Cette exception française pose d'abord des problèmes de santé publique. « Un tiers de la consommation est inapproprié », estime la Caisse nationale d'assurance-maladie (CNAM). Les anti-infectieux sont souvent prescrits « pour des maladies virales alors qu'ils ne soignent que les maladies bactériennes » . Cette surconsommation entraîne « un taux de résistance élevé aux antibiotiques, particulièrement chez les jeunes enfants ».
Le problème est aussi économique. Même si les antibiotiques ne représentent que 4 % du marché français du médicament, ils coûtent plus de 600 millions d'euros par an au régime général de la Sécurité sociale. Et les médecins français prescrivent massivement les molécules de dernière génération, « nettement plus coûteuses ». Il s'agit des macrolides, comme le Zithromax de Pfizer, et des céphalosporines de 3e génération, comme l'Orelox de Sanofi-Aventis. Ces deux catégories sont de 6 à 17 fois plus chères que l'amoxicilline (le Clamoxyl et ses versions génériques). Afin de réduire la consommation, l'assurance-maladie démarche les médecins pour les convaincre de moins prescrire ces médicaments coûteux. Et poursuit sa campagne d'information du grand public.

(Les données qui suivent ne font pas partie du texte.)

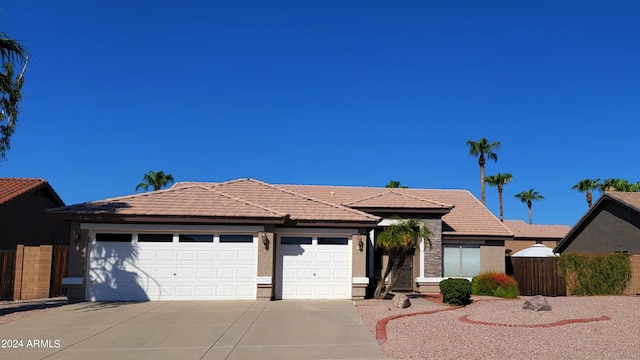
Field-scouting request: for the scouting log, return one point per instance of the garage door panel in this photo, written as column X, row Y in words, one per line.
column 247, row 273
column 206, row 255
column 172, row 271
column 226, row 255
column 321, row 269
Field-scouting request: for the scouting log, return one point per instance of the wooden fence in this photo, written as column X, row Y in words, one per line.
column 7, row 273
column 59, row 269
column 537, row 276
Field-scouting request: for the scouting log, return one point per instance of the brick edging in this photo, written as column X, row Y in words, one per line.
column 465, row 319
column 381, row 325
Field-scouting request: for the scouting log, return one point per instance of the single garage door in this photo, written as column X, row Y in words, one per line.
column 172, row 267
column 313, row 267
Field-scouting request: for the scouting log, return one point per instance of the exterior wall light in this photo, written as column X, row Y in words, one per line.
column 265, row 240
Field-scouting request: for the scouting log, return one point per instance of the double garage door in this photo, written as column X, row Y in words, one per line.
column 172, row 267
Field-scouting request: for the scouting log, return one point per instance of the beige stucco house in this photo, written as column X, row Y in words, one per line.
column 247, row 239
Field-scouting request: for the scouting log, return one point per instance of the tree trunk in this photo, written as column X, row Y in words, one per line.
column 481, row 162
column 392, row 271
column 500, row 197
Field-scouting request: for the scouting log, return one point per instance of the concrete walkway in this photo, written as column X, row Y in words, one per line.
column 193, row 330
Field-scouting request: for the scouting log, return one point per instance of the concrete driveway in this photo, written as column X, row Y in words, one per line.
column 193, row 330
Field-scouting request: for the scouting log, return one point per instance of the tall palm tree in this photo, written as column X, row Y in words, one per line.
column 527, row 197
column 587, row 185
column 618, row 185
column 483, row 149
column 398, row 241
column 395, row 184
column 157, row 180
column 11, row 54
column 499, row 180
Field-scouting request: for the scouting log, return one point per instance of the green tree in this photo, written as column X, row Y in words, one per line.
column 587, row 185
column 11, row 54
column 499, row 180
column 398, row 241
column 395, row 184
column 483, row 149
column 156, row 180
column 527, row 197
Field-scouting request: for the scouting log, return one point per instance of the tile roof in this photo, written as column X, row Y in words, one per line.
column 243, row 198
column 627, row 199
column 396, row 200
column 193, row 200
column 468, row 217
column 253, row 199
column 521, row 229
column 11, row 188
column 631, row 199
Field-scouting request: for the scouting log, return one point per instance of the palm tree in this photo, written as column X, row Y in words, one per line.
column 499, row 180
column 395, row 184
column 157, row 180
column 11, row 53
column 398, row 241
column 482, row 148
column 618, row 185
column 587, row 185
column 527, row 197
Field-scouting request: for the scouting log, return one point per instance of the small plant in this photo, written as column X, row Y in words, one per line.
column 584, row 274
column 456, row 291
column 495, row 284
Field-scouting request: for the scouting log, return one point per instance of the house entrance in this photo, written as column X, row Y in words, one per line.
column 405, row 278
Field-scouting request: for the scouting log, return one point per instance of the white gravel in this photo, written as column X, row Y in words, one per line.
column 442, row 335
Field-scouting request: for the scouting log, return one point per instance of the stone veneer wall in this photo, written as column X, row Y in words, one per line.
column 433, row 255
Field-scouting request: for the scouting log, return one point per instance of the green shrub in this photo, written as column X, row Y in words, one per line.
column 495, row 284
column 507, row 293
column 456, row 291
column 589, row 275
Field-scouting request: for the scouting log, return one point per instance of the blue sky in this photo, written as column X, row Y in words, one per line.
column 329, row 92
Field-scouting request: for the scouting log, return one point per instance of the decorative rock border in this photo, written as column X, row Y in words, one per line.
column 381, row 325
column 466, row 319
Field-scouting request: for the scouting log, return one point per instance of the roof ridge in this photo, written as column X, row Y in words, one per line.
column 34, row 183
column 336, row 206
column 245, row 201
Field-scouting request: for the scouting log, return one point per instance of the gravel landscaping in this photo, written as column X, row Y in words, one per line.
column 445, row 335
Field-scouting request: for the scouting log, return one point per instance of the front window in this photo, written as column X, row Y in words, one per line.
column 461, row 260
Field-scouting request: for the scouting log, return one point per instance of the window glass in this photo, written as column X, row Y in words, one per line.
column 155, row 237
column 295, row 240
column 195, row 238
column 333, row 241
column 113, row 237
column 461, row 260
column 236, row 238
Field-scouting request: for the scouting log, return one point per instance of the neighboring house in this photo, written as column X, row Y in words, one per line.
column 611, row 225
column 23, row 216
column 247, row 239
column 525, row 235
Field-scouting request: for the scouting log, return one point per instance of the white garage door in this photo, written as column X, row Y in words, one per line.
column 313, row 267
column 172, row 267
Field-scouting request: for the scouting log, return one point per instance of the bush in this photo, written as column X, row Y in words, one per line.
column 456, row 291
column 495, row 284
column 595, row 274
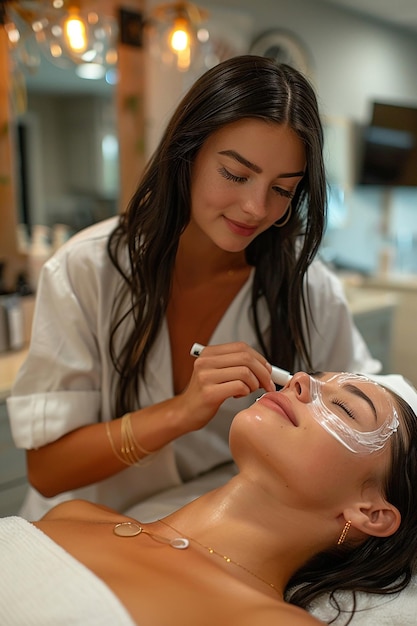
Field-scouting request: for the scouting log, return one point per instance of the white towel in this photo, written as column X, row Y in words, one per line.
column 373, row 609
column 42, row 585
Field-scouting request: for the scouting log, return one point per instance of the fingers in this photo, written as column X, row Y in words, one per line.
column 235, row 363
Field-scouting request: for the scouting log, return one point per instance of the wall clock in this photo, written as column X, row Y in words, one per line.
column 284, row 47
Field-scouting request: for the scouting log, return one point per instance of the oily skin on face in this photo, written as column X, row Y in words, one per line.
column 306, row 460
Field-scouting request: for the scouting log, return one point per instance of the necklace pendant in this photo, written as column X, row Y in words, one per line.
column 127, row 529
column 179, row 543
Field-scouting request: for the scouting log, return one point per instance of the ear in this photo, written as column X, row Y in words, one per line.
column 377, row 518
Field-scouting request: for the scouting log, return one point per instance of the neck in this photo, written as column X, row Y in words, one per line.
column 198, row 256
column 241, row 523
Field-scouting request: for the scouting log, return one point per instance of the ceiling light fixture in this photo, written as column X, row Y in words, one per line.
column 68, row 33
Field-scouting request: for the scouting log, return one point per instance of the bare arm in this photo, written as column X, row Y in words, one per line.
column 85, row 455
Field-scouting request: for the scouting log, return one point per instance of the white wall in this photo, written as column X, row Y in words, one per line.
column 355, row 60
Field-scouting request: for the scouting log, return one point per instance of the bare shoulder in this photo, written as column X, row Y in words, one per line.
column 282, row 613
column 83, row 510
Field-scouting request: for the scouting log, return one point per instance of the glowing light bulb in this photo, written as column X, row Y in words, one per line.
column 180, row 42
column 75, row 33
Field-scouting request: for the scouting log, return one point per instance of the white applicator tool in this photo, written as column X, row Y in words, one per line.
column 279, row 376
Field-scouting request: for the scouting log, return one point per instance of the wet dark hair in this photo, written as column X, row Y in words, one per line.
column 379, row 565
column 159, row 211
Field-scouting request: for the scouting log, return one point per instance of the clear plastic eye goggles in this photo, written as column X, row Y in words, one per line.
column 347, row 405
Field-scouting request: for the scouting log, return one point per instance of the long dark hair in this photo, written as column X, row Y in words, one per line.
column 159, row 211
column 379, row 565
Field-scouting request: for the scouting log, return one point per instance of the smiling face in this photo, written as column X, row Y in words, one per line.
column 243, row 179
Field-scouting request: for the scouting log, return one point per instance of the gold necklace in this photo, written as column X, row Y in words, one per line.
column 220, row 555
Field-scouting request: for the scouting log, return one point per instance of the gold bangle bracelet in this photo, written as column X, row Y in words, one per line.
column 131, row 452
column 113, row 447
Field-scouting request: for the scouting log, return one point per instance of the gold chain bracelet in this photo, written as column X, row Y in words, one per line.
column 131, row 452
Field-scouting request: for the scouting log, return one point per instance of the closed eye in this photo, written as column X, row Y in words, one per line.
column 242, row 179
column 229, row 176
column 345, row 407
column 284, row 192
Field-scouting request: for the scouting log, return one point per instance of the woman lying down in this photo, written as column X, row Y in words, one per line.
column 325, row 500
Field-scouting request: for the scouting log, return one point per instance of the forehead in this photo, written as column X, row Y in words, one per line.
column 259, row 139
column 359, row 385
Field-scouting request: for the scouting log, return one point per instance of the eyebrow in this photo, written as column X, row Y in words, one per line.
column 255, row 168
column 358, row 392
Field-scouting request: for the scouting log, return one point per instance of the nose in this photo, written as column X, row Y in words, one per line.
column 300, row 385
column 255, row 203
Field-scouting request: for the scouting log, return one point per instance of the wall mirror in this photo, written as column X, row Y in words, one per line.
column 66, row 141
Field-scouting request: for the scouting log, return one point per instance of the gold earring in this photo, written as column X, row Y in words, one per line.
column 284, row 220
column 344, row 533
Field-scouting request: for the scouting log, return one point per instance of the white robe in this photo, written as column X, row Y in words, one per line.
column 68, row 380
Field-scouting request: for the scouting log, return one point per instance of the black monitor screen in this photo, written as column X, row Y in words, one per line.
column 389, row 147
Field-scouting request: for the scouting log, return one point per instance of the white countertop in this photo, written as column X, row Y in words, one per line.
column 366, row 300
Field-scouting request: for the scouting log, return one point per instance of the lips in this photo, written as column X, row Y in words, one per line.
column 278, row 402
column 241, row 229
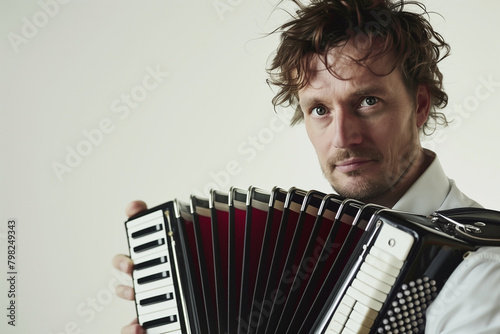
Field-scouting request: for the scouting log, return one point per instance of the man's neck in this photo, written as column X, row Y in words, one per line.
column 421, row 162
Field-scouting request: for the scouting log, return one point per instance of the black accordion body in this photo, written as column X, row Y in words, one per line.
column 251, row 261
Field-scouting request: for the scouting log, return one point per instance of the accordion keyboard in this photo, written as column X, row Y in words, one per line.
column 156, row 300
column 360, row 305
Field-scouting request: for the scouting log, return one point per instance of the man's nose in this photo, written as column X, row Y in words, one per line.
column 345, row 129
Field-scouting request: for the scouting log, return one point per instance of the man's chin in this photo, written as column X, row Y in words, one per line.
column 360, row 189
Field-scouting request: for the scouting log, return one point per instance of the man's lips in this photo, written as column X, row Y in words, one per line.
column 351, row 165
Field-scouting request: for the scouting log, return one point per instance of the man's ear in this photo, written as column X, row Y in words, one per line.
column 423, row 105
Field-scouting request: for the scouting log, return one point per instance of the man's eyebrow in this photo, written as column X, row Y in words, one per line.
column 370, row 90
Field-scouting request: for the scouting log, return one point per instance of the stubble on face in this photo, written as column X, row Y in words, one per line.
column 356, row 185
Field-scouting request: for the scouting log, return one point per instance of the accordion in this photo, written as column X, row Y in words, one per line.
column 291, row 261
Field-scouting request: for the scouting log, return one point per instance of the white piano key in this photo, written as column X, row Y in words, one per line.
column 366, row 300
column 335, row 328
column 373, row 282
column 163, row 254
column 361, row 319
column 169, row 291
column 167, row 328
column 357, row 327
column 369, row 290
column 386, row 257
column 377, row 273
column 394, row 241
column 146, row 219
column 365, row 311
column 165, row 279
column 381, row 265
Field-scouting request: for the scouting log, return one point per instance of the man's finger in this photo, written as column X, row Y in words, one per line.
column 133, row 328
column 123, row 263
column 135, row 207
column 125, row 292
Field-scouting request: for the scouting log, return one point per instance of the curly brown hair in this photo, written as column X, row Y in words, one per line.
column 325, row 24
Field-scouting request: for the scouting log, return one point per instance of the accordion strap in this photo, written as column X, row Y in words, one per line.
column 477, row 226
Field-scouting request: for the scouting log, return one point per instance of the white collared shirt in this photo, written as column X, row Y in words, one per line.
column 469, row 303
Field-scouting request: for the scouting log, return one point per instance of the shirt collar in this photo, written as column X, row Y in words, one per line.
column 428, row 192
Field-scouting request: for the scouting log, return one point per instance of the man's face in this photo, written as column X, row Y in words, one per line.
column 363, row 126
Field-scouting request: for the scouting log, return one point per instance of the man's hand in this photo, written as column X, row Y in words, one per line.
column 125, row 264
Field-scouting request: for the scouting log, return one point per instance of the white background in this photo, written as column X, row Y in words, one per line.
column 67, row 75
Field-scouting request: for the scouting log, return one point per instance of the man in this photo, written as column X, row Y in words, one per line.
column 363, row 77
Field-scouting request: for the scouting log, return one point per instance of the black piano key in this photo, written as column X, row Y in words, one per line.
column 157, row 299
column 146, row 231
column 154, row 277
column 150, row 263
column 160, row 322
column 149, row 245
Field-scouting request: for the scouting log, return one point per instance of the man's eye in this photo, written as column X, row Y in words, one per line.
column 369, row 101
column 319, row 111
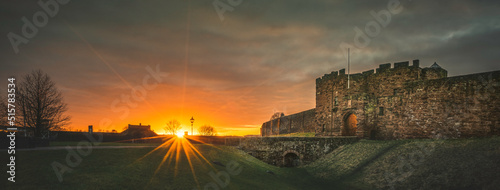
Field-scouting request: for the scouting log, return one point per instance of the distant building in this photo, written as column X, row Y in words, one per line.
column 139, row 131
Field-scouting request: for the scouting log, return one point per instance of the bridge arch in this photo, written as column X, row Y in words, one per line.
column 350, row 124
column 292, row 158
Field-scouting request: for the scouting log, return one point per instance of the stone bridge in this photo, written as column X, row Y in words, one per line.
column 292, row 151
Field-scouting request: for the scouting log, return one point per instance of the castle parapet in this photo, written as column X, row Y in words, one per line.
column 401, row 64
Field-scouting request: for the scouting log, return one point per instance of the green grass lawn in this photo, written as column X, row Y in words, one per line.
column 122, row 169
column 402, row 164
column 413, row 164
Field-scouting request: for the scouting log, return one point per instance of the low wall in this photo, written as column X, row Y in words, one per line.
column 301, row 122
column 272, row 150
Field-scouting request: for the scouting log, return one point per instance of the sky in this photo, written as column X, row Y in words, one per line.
column 228, row 64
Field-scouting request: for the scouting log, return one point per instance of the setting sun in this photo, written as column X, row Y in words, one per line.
column 180, row 134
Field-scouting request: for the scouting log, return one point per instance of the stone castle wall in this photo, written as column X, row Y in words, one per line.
column 301, row 122
column 408, row 102
column 400, row 102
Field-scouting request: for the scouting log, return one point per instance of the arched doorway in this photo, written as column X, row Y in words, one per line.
column 350, row 125
column 291, row 160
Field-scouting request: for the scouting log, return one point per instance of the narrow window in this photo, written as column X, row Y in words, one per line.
column 381, row 111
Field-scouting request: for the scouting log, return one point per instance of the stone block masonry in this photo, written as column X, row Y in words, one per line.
column 404, row 101
column 301, row 122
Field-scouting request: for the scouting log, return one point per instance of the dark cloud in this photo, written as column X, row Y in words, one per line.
column 265, row 55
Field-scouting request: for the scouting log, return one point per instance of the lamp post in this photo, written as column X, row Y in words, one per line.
column 192, row 121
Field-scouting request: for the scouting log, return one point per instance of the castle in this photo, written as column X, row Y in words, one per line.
column 399, row 102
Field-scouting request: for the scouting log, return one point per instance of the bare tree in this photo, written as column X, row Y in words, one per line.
column 172, row 127
column 40, row 103
column 207, row 130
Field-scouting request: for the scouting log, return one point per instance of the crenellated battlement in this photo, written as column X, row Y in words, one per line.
column 398, row 100
column 383, row 68
column 388, row 69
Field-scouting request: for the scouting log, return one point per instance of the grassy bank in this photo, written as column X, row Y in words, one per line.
column 404, row 164
column 413, row 164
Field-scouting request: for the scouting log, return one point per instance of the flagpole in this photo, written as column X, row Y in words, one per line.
column 348, row 66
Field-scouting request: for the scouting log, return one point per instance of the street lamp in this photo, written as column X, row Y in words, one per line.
column 192, row 121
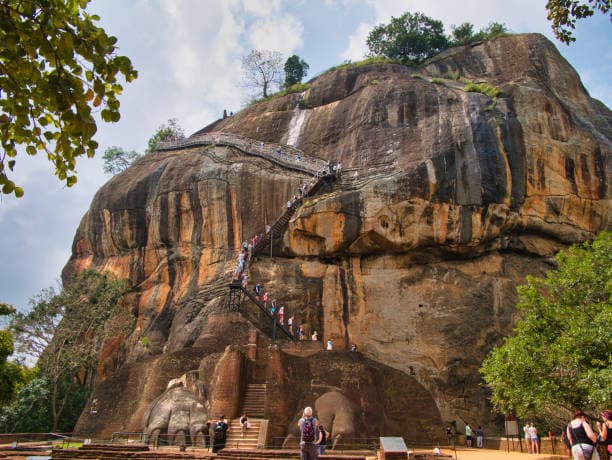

L'Orelox a représenté à lui seul 79 millions d'euros de remboursements pour la Sécurité sociale en 2005, ce qui en fait l'antibiotique le plus coûteux pour la collectivité. Directeur des opérations commerciales de Sanofi-Aventis France, Jacques Cessot reconnaît que les Français sont de « gros consommateurs » et que les mesures prises par la CNAM « vont dans le bon sens » . Mais « on est en train de passer du « prescrire mieux » au « prescrire moins cher », s'inquiète-t-il. Les prescriptions de génériques de l'amoxicilline « augmentent à nouveau depuis un an », souligne-t-il. Ce qui est bon pour les caisses de la Sécu, mais beaucoup moins du point de vue de la santé publique, estime-t-il.